A great literary feast (that could’ve been even more sumptuous)

‘A Case of Indian Marvels’ gathers some dazzling stories – many bearing witness to our hard times

GN Bureau | September 20, 2022


#fiction   #Literature   #culture  
(Photo: GN)
(Photo: GN)

A Case of Indian Marvels: Dazzling Stories from the Country’s Finest Writers
Edited by David Davidar
Aleph, 390 pages, Rs 999

Change is the only constant, and India has always been doing so. Yet, after independence, if there was a year when the pace of change quickened more than ever before, it was in 1991. The ‘economic reforms’ metamorphosed the life of the nation. The way we made money and the way we spent differed a lot from the previous era. That change, with some unfathomable connection, led to many other changes in unforeseeable parts of our lives, down to moral attitudes too.

The more things change, it was said, the more they remain the ditto. But the second part started seeming like carbon copies, and then photocopies. The same but slightly different. This was bound to be reflected in creative pursuits. Premchand and other masters still speak to us, but their voice is fainter, tinged with a quaint charm. Contemporary authors speak to us in more urgent tones, with their markers of here and now. ‘A Case of Indian Marvels’, an anthology of short stories edited by David Davidar, thus, is a follow-up, a sequel to his previous ‘A Clutch of Indian Masterpieces’. The new work puts together forty of the best short fiction from writers born after 1981. These Forty Under Forty and those veteran masters of the previous volume present an unmatchable combination.

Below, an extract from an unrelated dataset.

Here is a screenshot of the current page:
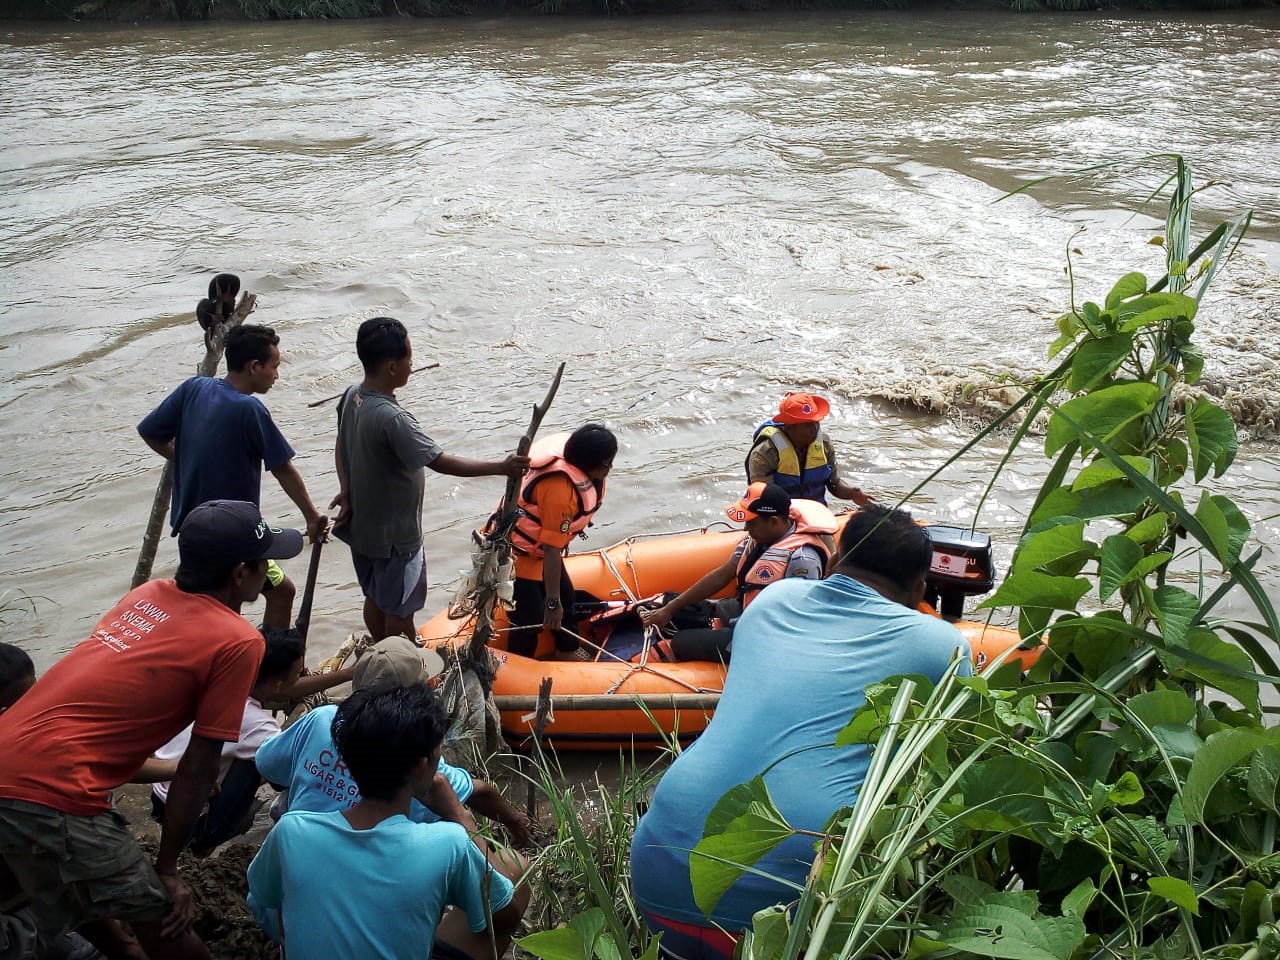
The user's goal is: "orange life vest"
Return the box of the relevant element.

The new, first-of-its-kind collection excites the reader with its deft packaging – a beautiful cover, impressive production values, and putting together these talented youngsters in company with one another for the first time. It promises a great literary feast. That the reader comes out of the feast not wholly satisfied may be partly due to her own exaggerated expectations and partly due to limitations on the availability of quality translations from India’s own languages. All the same, the feast is going to be memorable for a while.

First, the pluses:

* Some of the more talked-about short stories of the recent years – for instance, Kritika Pandey’s Commonwealth Short Stories Prize winner ‘The Great Indian Tee and Snakes’ and Madhuri Vijay’s ‘Lorry Raja’ – appear in an Indian publication for the first time alongside the celebrated numbers such as Hansda Sowvendra Shekhar’s ‘The Adivasi Will Not Dance’ that are anthologized for the first time.

* The anthology does make space for regional languages – a story each from Malayalam, Gujarati, Bengali, Kannada and Telugu.

* More importantly, quite a number of stories here narrate incidents and processes that go into the making of what many call a New India. “The slow drip of sectarian hatred into the open veins of our society, and the all-out assault on liberal values and creative expression by an assortment of uneducated, illiberal thugs, often egged on by those at the top, will permanently reshape the country—and not for the better,” writes the editor in his excellent introduction.
But also consider:
 
* While the selection process, we are told, was elaborate and a much larger long-list was whittled down to 30, no entry from Hindi – the International Booker Prize-winner language – or Tamil, among others, is surprising. Moreover, from the languages that made the cut, some readers can think of far better entries (from, say, Aleph’s own ‘Greatest Stories Ever Told’ series).

* The “sectarian hatred” is certainly more pronounced these days, but it has not obliterated the other fault lines – of caste, class, gender and so on. While they get a good representation here, some readers may feel the caste question could have found more expression, especially when the Dalit literature id producing marvels after marvels.

* Hard times, according to the introduction, made Saadat Hasan Manto a good short story writer. The times are harder but no Manto is in sight yet. His openness to the material and resistance to imposing pre-conceived schemes on it is difficult to develop. The stories here with a political intent are heart-warming, recording this time for posterity, but whether they are doing so in “new, unsettling, and truthful ways” is debatable. Writing in a programmatic way, not to investigate or explore but to prove a point, have a facile structure leading to a QED in the last paragraph or the last sentence.

* The previous generation of IWE writers thought it necessary to explain Indian terms, such as ‘Bindi’ and ‘Daal’, to the reader. Some from this generation are going the other way, writing dialogues, comebacks and repartees in a diction that is foreign to their subaltern characters.

That makes this tome all the more indispensable, a must-read, for readers and writers to discuss the state of the short fiction in India. Even after the complaints, the reader is bound to devour this book, ticking off one story after another. If the basic credo of the short story, going by the Saunders manifesto, is keep the reader hooked to read the next line, well, each marvel in this collection passes the test.